The statement confirmed that, according to detectives, the handgun had not been secured at the time.

“The first thing that goes through your mind is that it’s a child and you want to do everything you can to help that child get through this ordeal,” Baker told CBS affiliate WWL.

Ursin told WDSU that the children’s parents are divorced and that they stay with their father every other weekend. She told the Times-Picayune that Moore is a responsible parent who took gun safety seriously. She told WDSU that Moore’s children were “aware” of their father’s guns but that anytime they were in his home, he put the firearms away.

She added that Haley was a “firecracker” who loved her father.

“All I can say is it’s an unfortunate thing because Eric is a disabled military veteran and one thing is he has his guns, but he’s not ignorant to the fact of the danger, especially when his kids are around,” Ursin told the Times-Picayune.
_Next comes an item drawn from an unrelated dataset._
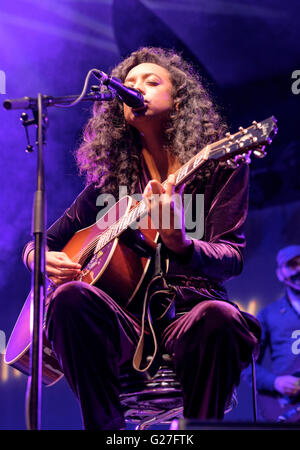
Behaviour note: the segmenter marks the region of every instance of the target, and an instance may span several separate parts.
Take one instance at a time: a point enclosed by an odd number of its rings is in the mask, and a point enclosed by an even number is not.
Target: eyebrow
[[[154,72],[147,72],[142,74],[143,78],[148,78],[149,76],[154,75],[161,80],[161,77]],[[125,81],[133,81],[136,78],[136,75],[131,75],[129,78],[125,78]]]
“He would always stress how he had to secure [them], what he had to go through when the kids came,” she added. “He made sure of that because he would get his kids every other weekend.”

There appears to be no statistics keeping track of how many U.S. children fire a gun and intentionally or unintentionally harm someone. Yet, for many it feels like a month doesn’t go by that we don’t hear about a child pulling the trigger and killing someone with a firearm. These incidents have added fuel to the gun control debate. (Video: Claritza Jimenez/The Washington Post)

So far in 2016, at least 94 children younger than 18 have picked up a firearm and accidentally shot themselves or someone else, according to data from Everytown for Gun Safety, a gun-control group funded by former New York City mayor Michael Bloomberg. The advocacy group, which compiles shooting data using news reports, found that 278 such shootings occurred in 2015.

In March, a Florida mother who bragged on Facebook that her 4-year-old son “gets jacked up to target shoot” was wounded when the child got his hands on a gun in the back seat of her vehicle and shot her in the back.

During one week in April, at least four children shot themselves with guns they found. Another child fatally shot his mother that week with a gun found in her car.

Haley’s death is under investigation, police said. Baker told WDSU that investigators want to know what caused bruising on the skin between Haley’s thumb and finger. He noted that the discoloration could have been the result of the child’s skin being pinched by the slide of the weapon after it was fired.

“Safety, everything is safety,” Baker told the station. “If you’re the owner of a weapon, buy a safe box, a gun safe. That’s the way it is. Teach your kids. Teach your family about it.”

Ursin said Haley’s father was distraught.

“We’ve spoken to him since. He’s devastated,” she said.